Why Do Oncologists Give Chemo at the End of Life?

Paolo Bossi, MD


October 10, 2016

Editor's Note:
Despite the effort of major organizations, including the Institute of Medicine and the American Society of Clinical Oncology (ASCO), to put more emphasis on palliative care for cancer patients, data suggest that chemotherapy use in the last 2 weeks of life may actually be increasing in the United States.[1]

At ESMO 2016 in Copenhagen, Paolo Bossi, MD, a medical oncologist in the Head and Neck Cancer Department at the Fondazione IRCCS Istituto Nazionale dei Tumori in Milan, Italy, provided his perspective on a new study analyzing chemotherapy at the end of life on Medscape's ESMO 2016 Live Blog, which is excerpted below.

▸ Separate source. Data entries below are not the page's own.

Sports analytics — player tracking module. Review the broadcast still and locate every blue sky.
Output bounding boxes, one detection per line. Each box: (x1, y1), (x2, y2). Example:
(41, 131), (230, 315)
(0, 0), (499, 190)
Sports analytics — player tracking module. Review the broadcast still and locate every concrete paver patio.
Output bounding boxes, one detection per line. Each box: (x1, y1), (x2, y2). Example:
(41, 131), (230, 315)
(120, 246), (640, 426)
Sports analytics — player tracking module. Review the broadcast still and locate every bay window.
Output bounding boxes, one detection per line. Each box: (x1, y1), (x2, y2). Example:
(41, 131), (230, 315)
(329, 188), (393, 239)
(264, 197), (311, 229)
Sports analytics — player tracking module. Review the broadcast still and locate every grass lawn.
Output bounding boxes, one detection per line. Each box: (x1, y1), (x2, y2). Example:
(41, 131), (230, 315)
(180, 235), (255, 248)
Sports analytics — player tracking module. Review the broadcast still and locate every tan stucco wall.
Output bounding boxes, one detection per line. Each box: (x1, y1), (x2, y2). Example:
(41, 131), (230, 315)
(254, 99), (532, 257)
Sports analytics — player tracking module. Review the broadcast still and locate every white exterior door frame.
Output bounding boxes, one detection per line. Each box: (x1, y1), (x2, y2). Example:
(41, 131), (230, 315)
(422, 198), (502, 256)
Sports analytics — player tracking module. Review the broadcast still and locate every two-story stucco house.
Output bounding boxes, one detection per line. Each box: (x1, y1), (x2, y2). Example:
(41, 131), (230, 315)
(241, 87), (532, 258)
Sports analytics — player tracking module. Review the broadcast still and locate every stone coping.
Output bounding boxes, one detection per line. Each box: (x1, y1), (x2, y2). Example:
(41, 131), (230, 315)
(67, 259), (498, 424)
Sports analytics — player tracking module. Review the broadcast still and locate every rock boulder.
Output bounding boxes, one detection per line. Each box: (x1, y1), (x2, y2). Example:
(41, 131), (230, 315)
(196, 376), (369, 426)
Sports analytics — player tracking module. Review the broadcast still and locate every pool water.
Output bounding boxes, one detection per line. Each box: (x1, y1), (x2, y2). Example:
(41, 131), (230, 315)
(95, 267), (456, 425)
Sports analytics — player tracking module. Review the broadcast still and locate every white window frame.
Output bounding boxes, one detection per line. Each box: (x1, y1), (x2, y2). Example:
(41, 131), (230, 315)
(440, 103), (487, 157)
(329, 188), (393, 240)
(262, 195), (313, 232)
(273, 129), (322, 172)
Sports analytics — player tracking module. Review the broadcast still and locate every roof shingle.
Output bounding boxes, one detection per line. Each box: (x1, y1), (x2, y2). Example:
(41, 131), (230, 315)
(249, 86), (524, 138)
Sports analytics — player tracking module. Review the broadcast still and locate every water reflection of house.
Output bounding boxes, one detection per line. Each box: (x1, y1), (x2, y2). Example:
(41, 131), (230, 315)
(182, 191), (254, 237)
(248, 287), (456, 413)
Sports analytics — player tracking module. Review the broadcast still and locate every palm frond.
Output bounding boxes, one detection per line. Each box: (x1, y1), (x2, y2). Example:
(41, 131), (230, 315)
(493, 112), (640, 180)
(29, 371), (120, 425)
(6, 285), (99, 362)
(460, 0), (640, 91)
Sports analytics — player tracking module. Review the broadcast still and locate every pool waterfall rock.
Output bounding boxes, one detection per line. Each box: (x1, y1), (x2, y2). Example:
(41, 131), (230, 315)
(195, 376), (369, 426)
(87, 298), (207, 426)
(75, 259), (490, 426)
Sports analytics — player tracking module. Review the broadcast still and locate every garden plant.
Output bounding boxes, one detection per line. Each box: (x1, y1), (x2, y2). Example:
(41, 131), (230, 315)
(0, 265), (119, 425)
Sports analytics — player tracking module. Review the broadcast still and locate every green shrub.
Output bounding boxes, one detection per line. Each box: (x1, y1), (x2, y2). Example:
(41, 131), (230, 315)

For a review of the most important ESMO 2016 sessions across all tumor types, visit Medscape's ESMO 2016 Live Blog.

The supportive and palliative care session at ESMO 2016 featured a very interesting study[2] presented by Philippe Rochigneux, MD, from the Institut Paoli-Calmettes Cancer Center in Marseille, France, on the use of chemotherapy near the end of life.

The study analyzed different factors associated with administering chemotherapy in the last months of life, such as young patient age, oncologist as treating physician, chemosensitivity of the tumor, and access to palliative care, among other factors.

The main analysis was performed with data from a national French hospital-based registry, including about 280,000 patients, that were used to calculate the rates of chemotherapy and targeted therapies in the last 3 months of life. Seventy percent of the patients were over 60 years of age; in 30% of the cases there was a palliative care unit in the facility.

The results deserve attention: About 40% of patients received chemotherapy in the last 3 months of life, 20% in the last month of life, and 11% in the last 2 weeks of life. About 7% of the patients started or resumed a therapy in the last month of life.

The following characteristics were associated with an increase in chemotherapy rates in the last month of life:

  • Patient-related factors, including male sex, young age, and fewer comorbidities;

  • Tumor location, specifically head and neck, lung, breast, and gynecologic cancers; and

  • Institutional factors, including higher overall volumes of chemotherapy given and private facilities.

During the abstract discussion, Stein Kaasa, MD, PhD, a professor of palliative medicine at the Institute of Cancer Research and Molecular Medicine at the Norwegian University of Science and Technology in Trondheim, asked what would be an ideal goal: 0% in the last month of life and 10% in the last 3 months?

This may be ideal, certainly, but what conclusions can be drawn from the current study?

Guidelines for oncologic care near the end of life are urgently needed, using prognostic scores to assess the possible benefit, or not, in choosing to continue (or to start) chemotherapy. Moreover, promoting end-of-life discussions with patients and caregivers is essential and should be started early in the course of patient care.